Primera Apología de Justino Mártir 16
Sobre ser pacientes, prontos para servir a todos y ajenos a la ira, él dijo lo siguiente: "A aquel que te golpea en una mejilla, ofrécele la otra, y a quien quiere quitarte la túnica o el manto, no se lo impidas.
Quien se irrite, será reo del fuego. A quien te contrate por una milla, acompáñale dos. Que vuestras obras brillen delante de los hombres, a fin de que, viéndolas, adquieran admiración por vuestro Padre que está en los Cielos".
Por lo tanto, no debemos ofrecer resistencia, pues él no quiere que seamos imitadores de los malvados, sino que nos mandó apartar a todos de la vergüenza y del deseo del mal por la paciencia y la mansedumbre.
Y esto os podemos demostrar a través de muchos que vivieron entre vosotros, que dejaron sus hábitos violentos y tiranía, vencidos ora contemplando la constancia de vida de sus vecinos, ora considerando la extraña paciencia de los compañeros de viaje al ser defraudados, ora poniendo a prueba a compañeros de negocio.
Sobre no jurar nunca sino decir siempre la verdad, él nos ordenó lo siguiente: "Nunca juréis; mas vuestro no sea no, y vuestro sí sea sí, pues todo lo que pasa de esto proviene del maligno".
Sobre adorar únicamente a Dios, él nos persuadió, diciendo: "El mayor mandamiento es este: Adorarás al Señor tu Dios y solo a él servirás con todo tu corazón y con toda tu fuerza, al Señor Dios que te creó".
Cierta vez que alguien se aproximó a él y le dijo: "Buen Maestro", él respondió: "Nadie es bueno sino Dios, que hizo todas las cosas".

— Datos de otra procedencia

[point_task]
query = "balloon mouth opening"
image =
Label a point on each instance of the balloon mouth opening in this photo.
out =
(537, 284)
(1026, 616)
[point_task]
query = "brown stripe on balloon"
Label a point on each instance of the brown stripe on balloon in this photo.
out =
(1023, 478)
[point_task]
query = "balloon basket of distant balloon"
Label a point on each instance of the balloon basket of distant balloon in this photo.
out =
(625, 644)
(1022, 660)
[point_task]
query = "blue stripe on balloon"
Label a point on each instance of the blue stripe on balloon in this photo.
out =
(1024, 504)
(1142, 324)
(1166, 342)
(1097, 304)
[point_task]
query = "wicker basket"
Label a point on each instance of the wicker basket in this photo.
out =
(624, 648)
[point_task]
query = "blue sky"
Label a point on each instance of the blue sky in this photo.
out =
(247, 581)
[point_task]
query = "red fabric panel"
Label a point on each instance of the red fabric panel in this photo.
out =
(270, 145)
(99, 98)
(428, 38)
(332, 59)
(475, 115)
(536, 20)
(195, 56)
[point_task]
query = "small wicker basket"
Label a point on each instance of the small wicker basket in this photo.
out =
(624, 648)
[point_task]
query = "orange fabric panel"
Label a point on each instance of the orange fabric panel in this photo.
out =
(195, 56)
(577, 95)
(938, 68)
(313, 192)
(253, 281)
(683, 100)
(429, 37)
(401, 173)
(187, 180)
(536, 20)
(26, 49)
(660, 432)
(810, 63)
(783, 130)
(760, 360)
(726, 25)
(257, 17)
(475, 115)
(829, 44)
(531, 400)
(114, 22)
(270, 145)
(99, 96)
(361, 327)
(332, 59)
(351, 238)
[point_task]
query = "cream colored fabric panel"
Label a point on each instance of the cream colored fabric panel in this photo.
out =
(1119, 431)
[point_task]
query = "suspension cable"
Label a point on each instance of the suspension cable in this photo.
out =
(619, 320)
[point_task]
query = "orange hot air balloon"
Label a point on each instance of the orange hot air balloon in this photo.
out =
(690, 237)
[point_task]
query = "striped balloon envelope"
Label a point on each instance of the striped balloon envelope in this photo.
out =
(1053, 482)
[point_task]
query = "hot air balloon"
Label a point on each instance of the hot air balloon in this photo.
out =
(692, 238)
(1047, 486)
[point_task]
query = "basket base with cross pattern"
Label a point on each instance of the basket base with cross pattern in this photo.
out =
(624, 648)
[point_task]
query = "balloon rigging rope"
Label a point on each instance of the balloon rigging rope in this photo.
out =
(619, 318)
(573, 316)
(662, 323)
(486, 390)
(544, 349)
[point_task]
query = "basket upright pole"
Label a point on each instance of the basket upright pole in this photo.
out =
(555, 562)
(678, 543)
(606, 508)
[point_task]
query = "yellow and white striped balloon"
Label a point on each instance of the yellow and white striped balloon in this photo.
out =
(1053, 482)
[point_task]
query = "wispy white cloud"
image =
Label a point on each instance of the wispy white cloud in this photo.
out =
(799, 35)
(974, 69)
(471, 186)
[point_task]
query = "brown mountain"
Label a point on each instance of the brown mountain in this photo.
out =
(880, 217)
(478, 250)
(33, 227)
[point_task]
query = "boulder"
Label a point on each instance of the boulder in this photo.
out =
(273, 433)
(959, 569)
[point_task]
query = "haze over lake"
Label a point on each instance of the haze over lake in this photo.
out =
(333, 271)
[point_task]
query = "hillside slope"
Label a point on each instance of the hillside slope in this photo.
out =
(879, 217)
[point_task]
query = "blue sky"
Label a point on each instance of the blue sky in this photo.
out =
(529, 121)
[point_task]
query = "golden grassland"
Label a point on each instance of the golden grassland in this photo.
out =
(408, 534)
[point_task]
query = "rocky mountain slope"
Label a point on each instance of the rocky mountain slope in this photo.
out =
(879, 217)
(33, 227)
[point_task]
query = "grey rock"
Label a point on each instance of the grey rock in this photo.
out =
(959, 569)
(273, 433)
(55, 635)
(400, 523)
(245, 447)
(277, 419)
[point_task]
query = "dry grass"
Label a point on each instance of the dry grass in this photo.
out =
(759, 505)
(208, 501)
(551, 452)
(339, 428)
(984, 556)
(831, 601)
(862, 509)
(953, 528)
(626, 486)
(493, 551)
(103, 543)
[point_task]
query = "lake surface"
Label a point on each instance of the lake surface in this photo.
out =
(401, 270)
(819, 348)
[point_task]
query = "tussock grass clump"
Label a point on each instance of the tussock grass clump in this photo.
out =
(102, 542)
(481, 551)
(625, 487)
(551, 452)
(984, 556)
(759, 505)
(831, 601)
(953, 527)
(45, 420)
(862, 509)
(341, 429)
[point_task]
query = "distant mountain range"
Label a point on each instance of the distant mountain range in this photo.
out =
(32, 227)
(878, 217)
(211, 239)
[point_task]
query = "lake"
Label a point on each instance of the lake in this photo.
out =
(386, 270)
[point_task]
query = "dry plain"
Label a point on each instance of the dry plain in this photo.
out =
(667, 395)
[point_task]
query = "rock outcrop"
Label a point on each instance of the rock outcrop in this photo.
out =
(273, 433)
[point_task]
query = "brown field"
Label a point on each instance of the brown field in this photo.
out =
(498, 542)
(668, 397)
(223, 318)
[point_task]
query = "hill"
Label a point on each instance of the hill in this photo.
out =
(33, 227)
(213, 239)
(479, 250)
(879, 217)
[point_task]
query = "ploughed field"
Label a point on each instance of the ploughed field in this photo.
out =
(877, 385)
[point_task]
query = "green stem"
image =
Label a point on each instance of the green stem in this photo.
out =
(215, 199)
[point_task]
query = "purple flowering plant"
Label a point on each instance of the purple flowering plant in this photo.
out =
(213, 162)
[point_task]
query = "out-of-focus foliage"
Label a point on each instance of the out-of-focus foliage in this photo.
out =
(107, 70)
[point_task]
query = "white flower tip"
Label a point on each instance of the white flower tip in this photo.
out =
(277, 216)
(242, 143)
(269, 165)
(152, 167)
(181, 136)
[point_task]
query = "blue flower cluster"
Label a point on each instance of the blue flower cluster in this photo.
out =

Aquellos, empero, que se ve que no viven como él enseñó, sean declarados como no cristianos, por mucho que repitan con la lengua las enseñanzas de Cristo, pues él dijo que se salvarían, no los que apenas hablasen, mas que también practicasen las obras.
De hecho, él dijo: "No todo aquel que me dice: "Señor, Señor, entrará en el reino de los cielos, sino aquel que hace la voluntad de mi Padre que está en los cielos.
Porque aquel que me escucha y hace lo que digo, escucha a aquel que me envió.
Muchos me dirán: ‘Señor, Señor, ¿no fue en tu nombre que comimos, bebimos e hicimos prodigios?’ Entonces les responderé: -‘Apartaos de mí, obradores de iniquidad’.
Entonces habrá llanto y crujir de dientes, cuando los justos brillen como el sol y los injustos sean enviados al fuego eterno.
Porque muchos vendrán en mi nombre, vestidos por fuera con pieles de oveja, pero por dentro son lobos rapaces. Por sus obras los conoceréis. Todo árbol que no da buen fruto es cortado y echado al fuego".
Aquellos que no viven conforme a las enseñanzas de Cristo y son cristianos solo de nombre, nosotros somos los primeros en pediros que sean castigados.